On Jan. 1, Colorado and nine other states will increase their minimum wage, providing a boost in income for nearly 1 million low-wage workers.
In Colorado, the 14¢ increase, to $7.78 per hour, will benefit 66,000 workers, according to the Economic Policy Institute (EPI). For employees who work full time, the increase means an additional $300 for the year.
Those earning less than the new minimum (57,000 workers) will get a raise in their pay. The increase also helps workers whose pay is slightly above the minimum wage (9,000) as their employers adjust pay scales to reflect the increase. In total, Colorado workers will see an increase in pay of $17.6 million during the year, which will have a spending impact of $11.2 million on the state's gross domestic product, according to EPI.
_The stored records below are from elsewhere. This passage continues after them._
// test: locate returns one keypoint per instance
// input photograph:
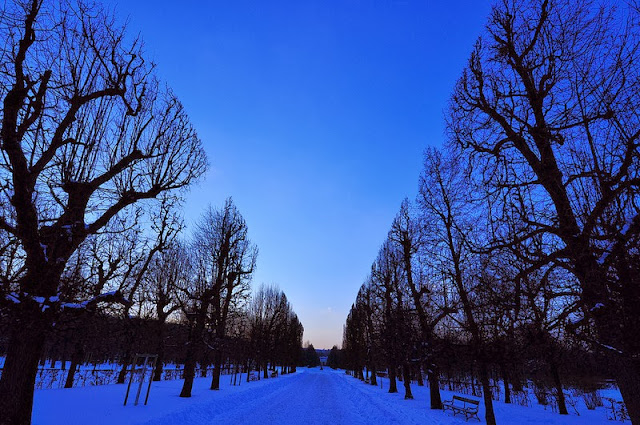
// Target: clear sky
(315, 115)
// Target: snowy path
(310, 396)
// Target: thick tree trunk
(434, 387)
(20, 370)
(406, 377)
(189, 373)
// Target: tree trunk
(20, 370)
(555, 373)
(76, 358)
(393, 387)
(489, 415)
(507, 390)
(217, 366)
(125, 365)
(406, 375)
(189, 373)
(157, 376)
(434, 387)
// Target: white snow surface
(310, 396)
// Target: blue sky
(314, 115)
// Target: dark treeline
(518, 261)
(97, 154)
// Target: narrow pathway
(312, 396)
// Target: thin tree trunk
(406, 375)
(189, 373)
(393, 387)
(489, 415)
(125, 365)
(507, 390)
(76, 358)
(555, 373)
(434, 387)
(217, 366)
(157, 376)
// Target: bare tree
(445, 200)
(167, 273)
(86, 132)
(548, 105)
(224, 259)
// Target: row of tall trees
(96, 156)
(526, 228)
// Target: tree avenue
(523, 245)
(86, 132)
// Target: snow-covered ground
(310, 396)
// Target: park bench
(463, 405)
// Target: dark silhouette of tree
(224, 260)
(548, 107)
(86, 132)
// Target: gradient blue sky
(314, 115)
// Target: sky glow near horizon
(314, 115)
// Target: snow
(310, 396)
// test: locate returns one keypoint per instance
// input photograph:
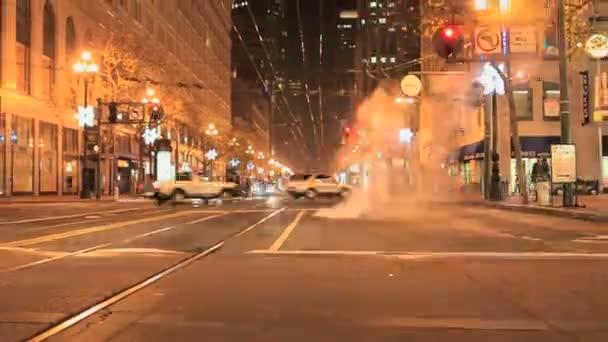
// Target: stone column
(8, 37)
(36, 82)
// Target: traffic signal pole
(564, 103)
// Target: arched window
(23, 22)
(23, 45)
(70, 39)
(522, 94)
(550, 100)
(48, 48)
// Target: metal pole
(98, 164)
(486, 147)
(564, 105)
(271, 120)
(84, 192)
(177, 152)
(495, 173)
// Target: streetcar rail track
(124, 293)
(104, 245)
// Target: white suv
(311, 186)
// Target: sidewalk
(592, 208)
(66, 199)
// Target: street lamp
(211, 130)
(86, 69)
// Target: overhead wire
(271, 64)
(305, 64)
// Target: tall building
(40, 140)
(389, 36)
(452, 125)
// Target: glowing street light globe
(211, 154)
(150, 135)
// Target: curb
(566, 213)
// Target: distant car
(198, 187)
(311, 186)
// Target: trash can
(543, 190)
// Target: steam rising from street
(391, 188)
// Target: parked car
(311, 186)
(198, 187)
(583, 187)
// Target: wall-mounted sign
(488, 40)
(522, 39)
(121, 163)
(563, 164)
(597, 46)
(411, 85)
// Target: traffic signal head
(156, 113)
(113, 109)
(448, 41)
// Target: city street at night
(277, 269)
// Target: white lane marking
(443, 255)
(222, 213)
(94, 248)
(285, 234)
(460, 323)
(120, 296)
(259, 222)
(51, 218)
(118, 251)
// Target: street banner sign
(563, 163)
(411, 85)
(522, 39)
(488, 40)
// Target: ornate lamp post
(86, 69)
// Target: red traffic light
(448, 41)
(448, 32)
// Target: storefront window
(523, 101)
(22, 155)
(551, 101)
(2, 154)
(70, 161)
(47, 171)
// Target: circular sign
(411, 85)
(597, 46)
(487, 40)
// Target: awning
(472, 151)
(532, 147)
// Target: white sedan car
(311, 186)
(197, 188)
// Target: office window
(22, 154)
(47, 145)
(496, 5)
(523, 101)
(550, 101)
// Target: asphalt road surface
(285, 270)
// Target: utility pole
(486, 146)
(84, 192)
(271, 119)
(564, 104)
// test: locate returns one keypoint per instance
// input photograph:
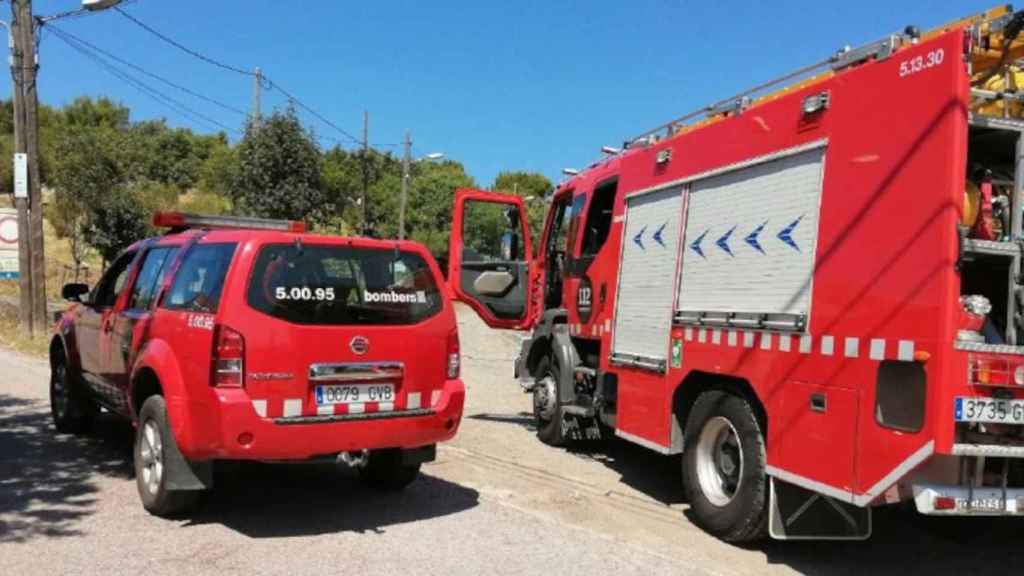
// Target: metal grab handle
(356, 371)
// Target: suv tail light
(228, 358)
(454, 360)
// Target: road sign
(8, 244)
(20, 175)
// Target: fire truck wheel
(724, 467)
(547, 408)
(384, 470)
(152, 440)
(72, 411)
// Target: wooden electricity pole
(26, 96)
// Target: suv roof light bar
(180, 220)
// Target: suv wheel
(724, 467)
(72, 412)
(384, 470)
(153, 440)
(547, 408)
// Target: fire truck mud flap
(797, 513)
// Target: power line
(312, 112)
(181, 47)
(139, 69)
(268, 82)
(139, 85)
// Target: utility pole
(257, 87)
(20, 202)
(366, 171)
(24, 67)
(406, 159)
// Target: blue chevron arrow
(786, 234)
(696, 244)
(723, 242)
(657, 235)
(752, 238)
(638, 239)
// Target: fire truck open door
(489, 257)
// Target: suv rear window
(200, 280)
(342, 285)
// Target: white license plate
(990, 410)
(353, 394)
(981, 505)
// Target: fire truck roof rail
(993, 22)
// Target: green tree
(532, 188)
(428, 213)
(279, 173)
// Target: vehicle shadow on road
(649, 472)
(906, 543)
(47, 480)
(284, 500)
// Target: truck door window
(555, 252)
(199, 282)
(113, 282)
(598, 221)
(151, 276)
(491, 233)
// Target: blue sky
(530, 84)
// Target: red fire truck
(814, 294)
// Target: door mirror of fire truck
(489, 264)
(510, 246)
(74, 292)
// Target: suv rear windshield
(342, 285)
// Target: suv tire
(384, 470)
(547, 406)
(153, 440)
(724, 467)
(73, 412)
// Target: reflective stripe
(851, 348)
(293, 407)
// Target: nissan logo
(358, 345)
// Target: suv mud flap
(183, 475)
(797, 513)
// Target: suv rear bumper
(231, 429)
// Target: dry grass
(12, 337)
(59, 266)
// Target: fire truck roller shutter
(647, 274)
(751, 237)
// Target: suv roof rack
(179, 220)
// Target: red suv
(250, 339)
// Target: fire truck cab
(813, 294)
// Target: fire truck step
(796, 513)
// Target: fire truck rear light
(454, 358)
(228, 358)
(181, 220)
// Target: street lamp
(406, 161)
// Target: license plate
(981, 505)
(353, 394)
(990, 410)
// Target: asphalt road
(497, 501)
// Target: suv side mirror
(74, 292)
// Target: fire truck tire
(724, 467)
(154, 441)
(73, 412)
(547, 406)
(384, 470)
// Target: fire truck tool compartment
(650, 248)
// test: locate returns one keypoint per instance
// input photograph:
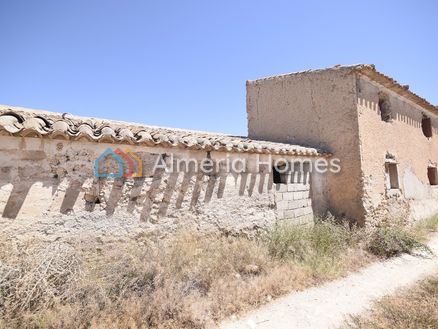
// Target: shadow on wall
(153, 193)
(406, 118)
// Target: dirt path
(326, 306)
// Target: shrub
(320, 246)
(390, 241)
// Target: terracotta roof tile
(35, 123)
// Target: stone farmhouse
(384, 137)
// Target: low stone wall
(51, 178)
(293, 203)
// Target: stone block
(278, 196)
(298, 204)
(288, 196)
(282, 205)
(281, 187)
(289, 214)
(299, 212)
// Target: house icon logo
(117, 164)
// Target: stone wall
(54, 178)
(400, 140)
(314, 108)
(293, 203)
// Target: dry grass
(416, 308)
(191, 282)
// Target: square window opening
(432, 174)
(392, 176)
(385, 108)
(426, 126)
(279, 176)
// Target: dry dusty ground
(327, 306)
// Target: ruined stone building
(384, 136)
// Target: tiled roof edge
(43, 124)
(370, 71)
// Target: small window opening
(392, 175)
(432, 174)
(385, 108)
(279, 174)
(426, 125)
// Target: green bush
(318, 246)
(392, 241)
Colorado voters approved Amendment 42 in 2006, which increased the minimum wage from $5.15 per hour to $6.85 and required that it be adjusted each year – up or down – based on the rate of inflation in Colorado. Inflation increased by 1.8 percent between July 2011 and June 2012, according to the Boulder-Denver-Greeley Consumer Price Index. In 2010, the wage dropped 4¢ because of negative inflation during the Great Recession; last year, it increased by 28¢.
"Because our minimum wage keeps pace with inflation, hard-working Coloradans can buy the same value of goods and services in 2013 as they did in 2007," said Rich Jones, director of policy and research at the Bell Policy Center. "Maintaining the buying power of low-wage workers boosts the state's economy, which benefits all of us."
The demographic profile of Colorado's minimum-wage workers shows that most are adults working full-time. Almost seven out of ten are aged 20 or older, and three out of four work 20 hours a week or more. About six out of ten are women. In terms of race, whites make up 55 percent of minimum wage workers and 29 percent are Hispanic. Minimum-wage workers account for 3 percent of Colorado's workforce.
The other states that adjust their minimum wage based on inflation are Arizona, Florida, Missouri, Montana, Ohio, Oregon, Vermont and Washington. Rhode Island will join the group on Jan. 1. Nine other states and the District of Columbia have minimum wage rates set above the federal level of $7.25.
Because the federal minimum wage is not tied to inflation, it loses buying power in most years. If Congress does not act, it is projected to lose 20 percent of its real value in the next 10 years. The federal minimum wage would now be $10.58 if it had kept pace with the cost of living since its peak of purchasing power in 1968.
A wide range of studies conducted over the past 18 years have found that raising the minimum wage is an effective way to boost the income of low-wage workers without hurting employment.
Other facts about the minimum wage:
- 66 percent of low-wage employees work for large companies, not small businesses.
- More than 70 percent of the largest low-wage employers have fully recovered from the recession and are enjoying strong profits.
- 58 percent of the jobs created in the post-recession recovery have been in low-wage occupations.
- The shift toward low-wage jobs is a 30-year trend that has been accelerating.